Tale riscontro si collega direttamente ed indissolubilmente anche alle numerose tradizioni che collocano proprio in queste aree geografiche sia l’approdo di Manu e dei Sette Saggi dopo il Pralaya, il Grande Diluvio indiano, quanto il luogo in cui la tradizione voleva che fosse giunto dal cielo l’Adi Yogi, Shiva il primo maestro Yoga.
Dopo un periodo di meditazione durato diversi millenni Shiva impartì il proprio sapere a sua moglie Parvati e ai SaptaRishi inviando questi ultimi nel mondo per civilizzarlo!
Tradizione e ricerca genetica sembrano quindi collegarsi e fondersi in un percorso comune in cui le scoperte scientifiche degli ultimi anni sembrano confermare le leggende più antiche del nostro pianeta.
L’elemento fondante di tale filo conduttore è stato il marcatore genetico denominato aplotipo R1a1 presente sul cromosoma Y.
Curiosamente le regioni indiane e himalayane iniziarono a presentare questo particolare tipo di marcatore[6] verso il 12.000 a.C.[7] epoca in cui le tradizioni indiane più remote, e le scoperte dell’archeologia marina più recenti, collocano la fine di una avanzata civiltà a seguito del disgelo avvenuto dopo l’ultima glaciazione.
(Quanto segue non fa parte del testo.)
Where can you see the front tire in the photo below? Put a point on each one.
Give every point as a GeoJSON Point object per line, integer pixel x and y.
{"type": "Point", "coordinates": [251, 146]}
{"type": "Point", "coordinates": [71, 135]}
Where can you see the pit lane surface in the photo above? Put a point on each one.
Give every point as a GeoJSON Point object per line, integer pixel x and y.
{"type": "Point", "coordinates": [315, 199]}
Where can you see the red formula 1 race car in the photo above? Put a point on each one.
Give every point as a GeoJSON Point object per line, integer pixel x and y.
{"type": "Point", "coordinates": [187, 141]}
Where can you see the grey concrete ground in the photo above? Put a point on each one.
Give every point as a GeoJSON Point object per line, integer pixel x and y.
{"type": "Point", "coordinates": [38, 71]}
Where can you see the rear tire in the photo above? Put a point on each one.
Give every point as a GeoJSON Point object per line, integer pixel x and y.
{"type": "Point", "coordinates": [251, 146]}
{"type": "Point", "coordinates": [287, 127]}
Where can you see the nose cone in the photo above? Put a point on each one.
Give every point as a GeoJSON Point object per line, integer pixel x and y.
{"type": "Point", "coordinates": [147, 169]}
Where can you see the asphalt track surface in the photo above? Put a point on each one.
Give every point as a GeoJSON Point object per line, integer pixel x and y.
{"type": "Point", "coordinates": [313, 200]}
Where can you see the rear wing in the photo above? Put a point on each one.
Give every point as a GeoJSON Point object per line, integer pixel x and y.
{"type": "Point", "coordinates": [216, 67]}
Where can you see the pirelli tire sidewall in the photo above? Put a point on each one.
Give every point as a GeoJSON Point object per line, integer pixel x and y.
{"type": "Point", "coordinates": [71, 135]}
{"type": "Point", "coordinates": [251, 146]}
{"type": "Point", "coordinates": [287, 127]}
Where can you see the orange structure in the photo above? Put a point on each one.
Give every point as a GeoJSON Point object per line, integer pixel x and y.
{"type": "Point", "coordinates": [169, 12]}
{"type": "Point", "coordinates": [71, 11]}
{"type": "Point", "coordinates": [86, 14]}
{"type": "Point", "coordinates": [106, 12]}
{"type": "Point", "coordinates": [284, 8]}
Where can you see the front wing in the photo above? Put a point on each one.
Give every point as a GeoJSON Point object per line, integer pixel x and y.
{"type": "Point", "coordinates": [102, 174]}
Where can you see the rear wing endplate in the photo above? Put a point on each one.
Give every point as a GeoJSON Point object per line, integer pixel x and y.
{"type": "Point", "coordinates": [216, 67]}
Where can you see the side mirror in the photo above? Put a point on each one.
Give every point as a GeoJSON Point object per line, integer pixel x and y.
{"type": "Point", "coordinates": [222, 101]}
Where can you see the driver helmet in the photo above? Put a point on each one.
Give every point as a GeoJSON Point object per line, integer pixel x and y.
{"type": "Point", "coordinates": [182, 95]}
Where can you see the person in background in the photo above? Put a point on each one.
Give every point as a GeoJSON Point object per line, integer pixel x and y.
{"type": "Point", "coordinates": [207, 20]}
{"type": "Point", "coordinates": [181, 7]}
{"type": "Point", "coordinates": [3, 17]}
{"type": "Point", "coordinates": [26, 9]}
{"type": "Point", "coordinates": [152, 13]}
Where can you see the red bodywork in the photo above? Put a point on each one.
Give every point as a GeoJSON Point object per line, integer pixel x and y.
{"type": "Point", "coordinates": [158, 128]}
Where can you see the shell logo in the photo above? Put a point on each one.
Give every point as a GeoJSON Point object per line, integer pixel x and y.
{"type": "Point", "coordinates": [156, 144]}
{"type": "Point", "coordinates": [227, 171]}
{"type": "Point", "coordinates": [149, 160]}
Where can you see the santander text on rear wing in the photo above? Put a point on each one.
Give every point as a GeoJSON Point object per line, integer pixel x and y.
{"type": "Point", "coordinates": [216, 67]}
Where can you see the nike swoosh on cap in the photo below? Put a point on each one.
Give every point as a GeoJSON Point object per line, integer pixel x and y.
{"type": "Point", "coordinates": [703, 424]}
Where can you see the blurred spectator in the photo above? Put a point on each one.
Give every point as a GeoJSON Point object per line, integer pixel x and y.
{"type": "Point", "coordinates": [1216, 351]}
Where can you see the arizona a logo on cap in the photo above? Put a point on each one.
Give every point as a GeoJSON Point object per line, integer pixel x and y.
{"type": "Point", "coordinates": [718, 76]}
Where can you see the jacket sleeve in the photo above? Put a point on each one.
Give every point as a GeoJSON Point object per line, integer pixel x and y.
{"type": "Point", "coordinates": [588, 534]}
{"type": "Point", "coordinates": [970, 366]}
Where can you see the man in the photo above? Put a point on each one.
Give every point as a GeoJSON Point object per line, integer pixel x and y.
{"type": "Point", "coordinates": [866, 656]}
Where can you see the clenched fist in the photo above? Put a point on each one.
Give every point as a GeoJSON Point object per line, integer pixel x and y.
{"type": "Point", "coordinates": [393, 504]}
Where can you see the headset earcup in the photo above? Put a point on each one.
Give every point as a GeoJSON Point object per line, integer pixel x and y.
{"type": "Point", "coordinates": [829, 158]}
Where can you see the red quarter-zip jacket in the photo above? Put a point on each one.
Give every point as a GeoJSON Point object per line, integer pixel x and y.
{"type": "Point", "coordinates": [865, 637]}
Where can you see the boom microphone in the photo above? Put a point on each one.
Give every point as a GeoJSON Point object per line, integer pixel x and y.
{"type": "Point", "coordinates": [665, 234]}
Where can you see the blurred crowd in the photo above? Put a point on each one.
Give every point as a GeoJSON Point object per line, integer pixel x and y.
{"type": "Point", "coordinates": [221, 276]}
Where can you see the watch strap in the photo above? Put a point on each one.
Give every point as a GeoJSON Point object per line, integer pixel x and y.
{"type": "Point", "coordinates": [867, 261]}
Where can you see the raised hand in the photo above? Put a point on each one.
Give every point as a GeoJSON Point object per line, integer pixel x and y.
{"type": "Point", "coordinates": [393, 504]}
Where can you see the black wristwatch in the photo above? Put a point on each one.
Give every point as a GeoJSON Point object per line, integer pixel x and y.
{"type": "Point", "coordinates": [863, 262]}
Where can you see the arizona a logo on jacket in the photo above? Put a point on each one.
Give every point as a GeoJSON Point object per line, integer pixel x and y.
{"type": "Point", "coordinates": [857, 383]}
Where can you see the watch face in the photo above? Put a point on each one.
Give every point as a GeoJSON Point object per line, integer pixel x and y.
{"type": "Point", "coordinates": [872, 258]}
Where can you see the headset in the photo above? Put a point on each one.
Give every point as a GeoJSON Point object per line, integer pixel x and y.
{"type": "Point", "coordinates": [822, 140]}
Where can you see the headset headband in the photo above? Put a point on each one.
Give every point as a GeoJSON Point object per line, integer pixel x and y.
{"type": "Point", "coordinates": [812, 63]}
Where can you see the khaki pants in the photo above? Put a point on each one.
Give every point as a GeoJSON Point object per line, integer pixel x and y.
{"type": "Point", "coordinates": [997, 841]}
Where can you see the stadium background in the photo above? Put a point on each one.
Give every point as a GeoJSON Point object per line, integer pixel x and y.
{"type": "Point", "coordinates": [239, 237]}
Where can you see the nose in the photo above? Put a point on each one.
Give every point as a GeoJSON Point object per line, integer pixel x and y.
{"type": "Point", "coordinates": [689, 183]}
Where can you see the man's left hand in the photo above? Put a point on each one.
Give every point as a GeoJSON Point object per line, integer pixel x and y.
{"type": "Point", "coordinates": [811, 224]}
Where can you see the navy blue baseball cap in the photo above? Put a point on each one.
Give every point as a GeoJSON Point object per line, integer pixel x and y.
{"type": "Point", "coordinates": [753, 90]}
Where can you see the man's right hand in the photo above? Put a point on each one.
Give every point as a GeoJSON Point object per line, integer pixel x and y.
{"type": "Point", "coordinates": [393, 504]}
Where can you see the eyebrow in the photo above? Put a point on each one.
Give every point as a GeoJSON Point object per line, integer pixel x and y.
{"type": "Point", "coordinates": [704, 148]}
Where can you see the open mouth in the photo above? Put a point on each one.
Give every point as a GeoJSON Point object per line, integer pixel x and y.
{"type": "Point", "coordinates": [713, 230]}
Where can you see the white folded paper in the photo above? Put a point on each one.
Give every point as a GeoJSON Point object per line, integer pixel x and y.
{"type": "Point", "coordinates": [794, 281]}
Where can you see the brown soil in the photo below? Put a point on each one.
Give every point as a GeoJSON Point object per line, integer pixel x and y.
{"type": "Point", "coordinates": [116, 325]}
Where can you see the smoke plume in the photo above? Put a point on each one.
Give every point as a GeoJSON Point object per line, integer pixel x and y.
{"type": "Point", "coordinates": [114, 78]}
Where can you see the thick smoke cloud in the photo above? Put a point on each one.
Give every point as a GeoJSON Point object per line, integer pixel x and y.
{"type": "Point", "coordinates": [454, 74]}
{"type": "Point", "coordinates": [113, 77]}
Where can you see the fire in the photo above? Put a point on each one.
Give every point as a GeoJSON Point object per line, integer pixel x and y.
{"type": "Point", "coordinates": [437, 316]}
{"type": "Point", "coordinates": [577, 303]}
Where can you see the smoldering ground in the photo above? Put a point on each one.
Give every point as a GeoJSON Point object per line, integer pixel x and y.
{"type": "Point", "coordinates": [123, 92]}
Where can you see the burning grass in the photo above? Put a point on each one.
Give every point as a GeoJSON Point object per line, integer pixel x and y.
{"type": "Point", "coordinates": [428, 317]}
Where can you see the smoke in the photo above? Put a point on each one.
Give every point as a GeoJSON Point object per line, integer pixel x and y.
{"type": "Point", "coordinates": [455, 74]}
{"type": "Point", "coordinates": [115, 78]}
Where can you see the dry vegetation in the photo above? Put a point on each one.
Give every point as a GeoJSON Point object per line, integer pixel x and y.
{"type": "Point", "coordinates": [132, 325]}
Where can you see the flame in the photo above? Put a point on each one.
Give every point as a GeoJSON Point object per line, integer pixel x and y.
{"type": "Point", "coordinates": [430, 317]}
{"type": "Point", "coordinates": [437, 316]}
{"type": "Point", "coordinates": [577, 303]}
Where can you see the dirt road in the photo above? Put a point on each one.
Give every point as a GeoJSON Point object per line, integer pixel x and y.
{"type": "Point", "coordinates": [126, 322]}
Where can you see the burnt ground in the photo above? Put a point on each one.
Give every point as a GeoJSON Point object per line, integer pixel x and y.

[1] Abate Dubois, Hindu Manners, Customs and Ceremonies, Clarendon Press, Oxford, 1906, con una prefazione di Friederich Max Muller.
[2] Georg Feuerstein, Subhash Kak, David Frawley, Antica India la culla della civiltà, Sperling & Kupfer, 1999.
[3] Laurie Patton, Indo-Aryan Controversy: Evidence and Inference in Indian History, Taylor & Francis, 2005.
[4] Gregory L. Possehl, Indus Age, University of Pennsylvania Press, 1996.
[5] Si veda ad esempio la pubblicazione scientifica, The Indian origin of paternal haplogroup R1a1substantiates the autochthonous origin of Brahmins and the caste system, apparsa su Journal of Human Genetics (2009) 54, 47–55.
[6] La cui origine viene identificata nell’Asia centrale.
[7] Studio di Anatole A. Klyosov e Igor L. Rozhanskii, dal titolo “Haplogroup R1a as the Proto Indo-Europeans and the Legendary Aryans as Witnessed by the DNA of Their Current Descendants”, pubblicato in Advances in Anthropology (2012) Vol.2, No.1, 1-13.